Faça o login e acesse o conteúdo restrito.

Notícias



Setor da Construção


10 de Janeiro de 2011

Mercado prevê queda de preços dos imóveis

20210315010153_604ea3f1099d9.jpg

Essa é a hora de comprar a casa própria. Segundo especialistas do setor imobiliário, 2011 promete ser o ano certo para comprar o imóvel tão desejado. Depois de meses registrando alta, a expectativa é que os preços dos lançamentos se estabilizem. Há empresários que até acreditam na queda de preços por causa do maior número de usados disponibilizados no mercado. Isso porque o número de ofertas deve crescer em relação ao último ano. Uma pesquisa da imobiliária Lopes revela que o número de unidades lançadas pode ultrapassar 20 mil, o que representa um crescimento de 15% sobre as 17,5 mil lançadas em 2010.


É com base na quantidade de novos imóveis que serão lançados e com os que serão entregues este ano, a maioria adquirida em 2007, que se espera um outro comportamento do mercado. Sandro Mello, sócio-diretor da franquia imobiliária RE/MAX G5, explica que a oferta de imóveis aumentará ainda porque haverá uma expressiva oferta de imóveis usados. “Houve um upgrade (melhoria) da população, que saiu de um imóvel para um melhor. Além disso, muita gente comprou para investir”, acrescenta Mello sobre os usados.


O ano também começa com a notícia de que os bancos investirão mais na concessão do crédito imobiliário, depois de ver restringido o incentivo a outros empréstimos no final de 2010. Segundo dados da Associação Brasileira das Entidades de Crédito Imobiliário e Poupança, a estimativa é que a liberação de recursos para a compra de imóveis cresça até 50%. Com os recursos da caderneta de poupança e do Fundo de Garantia do Tempo de Serviço se chegará à quantia recorde de R$ 105 bilhões. O valor equivale à compra de 2 milhões de imóveis.


Mais oferta
Para Paulo Muccini, diretor comercial da imobiliária Lopes, outra perspectiva positiva para o mercado baiano é que grandes incorporadoras não lançaram alguns projetos em 2010, o que intensificará o número de empreendimentos em 2011. “Foi em decorrência da alta de preços na construção civil, ou na espera de aprovações”, diz Muccini sobre os lançamentos que ficaram para 2011.


Sobre o preço da casa própria, Muccini concorda com o cenário de estabilização ou de queda. “A alta dos preços dos imóveis em 2010 foi o grande fator que não alavancou as vendas”, pondera.
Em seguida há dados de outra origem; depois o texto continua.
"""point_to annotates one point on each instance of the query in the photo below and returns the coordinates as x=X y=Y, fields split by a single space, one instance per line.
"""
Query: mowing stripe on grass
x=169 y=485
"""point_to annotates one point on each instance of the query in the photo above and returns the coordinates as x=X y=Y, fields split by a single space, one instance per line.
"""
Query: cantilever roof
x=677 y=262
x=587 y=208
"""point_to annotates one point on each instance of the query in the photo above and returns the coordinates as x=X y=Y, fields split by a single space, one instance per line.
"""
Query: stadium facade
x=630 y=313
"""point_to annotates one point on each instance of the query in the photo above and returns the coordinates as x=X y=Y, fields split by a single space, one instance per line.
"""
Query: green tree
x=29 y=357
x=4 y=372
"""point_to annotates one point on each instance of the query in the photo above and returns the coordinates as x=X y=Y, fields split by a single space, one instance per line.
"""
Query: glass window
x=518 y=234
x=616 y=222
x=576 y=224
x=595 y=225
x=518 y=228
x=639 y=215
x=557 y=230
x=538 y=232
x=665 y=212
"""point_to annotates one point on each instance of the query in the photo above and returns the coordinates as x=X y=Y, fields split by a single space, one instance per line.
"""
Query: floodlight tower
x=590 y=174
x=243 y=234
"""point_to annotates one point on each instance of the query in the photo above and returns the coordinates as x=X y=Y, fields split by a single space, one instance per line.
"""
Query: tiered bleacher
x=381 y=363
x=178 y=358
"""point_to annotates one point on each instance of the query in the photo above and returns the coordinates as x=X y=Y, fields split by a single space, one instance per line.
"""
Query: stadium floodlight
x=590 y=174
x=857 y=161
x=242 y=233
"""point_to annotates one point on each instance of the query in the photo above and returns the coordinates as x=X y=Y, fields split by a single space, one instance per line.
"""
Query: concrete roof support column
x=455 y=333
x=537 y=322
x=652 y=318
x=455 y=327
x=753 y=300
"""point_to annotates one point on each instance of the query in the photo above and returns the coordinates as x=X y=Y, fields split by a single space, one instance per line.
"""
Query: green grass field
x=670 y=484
Segundo ele, a justificativa para o preço mais salgado foram os insumos da construção, a mão de obra e o preço dos terrenos em Salvador.


Para 2011, a previsão do diretor é que as vendas para a classe média, com apartamentos de três quartos e de até 100 metros quadrados, representem metade do setor. Logo em seguida virá o segmento econômico (apartamentos de dois quartos), com 30% de participação. “O grande destaque de preço são as regiões e Patamares, Piatã e Brotas. Paralela, Imbuí e Lauro de Freitas também continuam em alta”.


Já Samuel Prado, presidente do Conselho Regional dos Corretores de Imóveis (Creci-BA), diagnostica 2011 como o ano dos preços “caírem na realidade”. Como muitos novos proprietários compraram para revender e como haverá maior oferta de usados, Prado reafirma que os preços tendem a sair da supervalorização dos últimos anos.


Alberto Lorenzo, diretor geral da Syene Empreendimentos, diz que este é o ano “da consolidação”. Para ele, será possível visualizar, com o maior número de entregas em 2011, como se comportará o mercado imobiliário nestes próximos anos.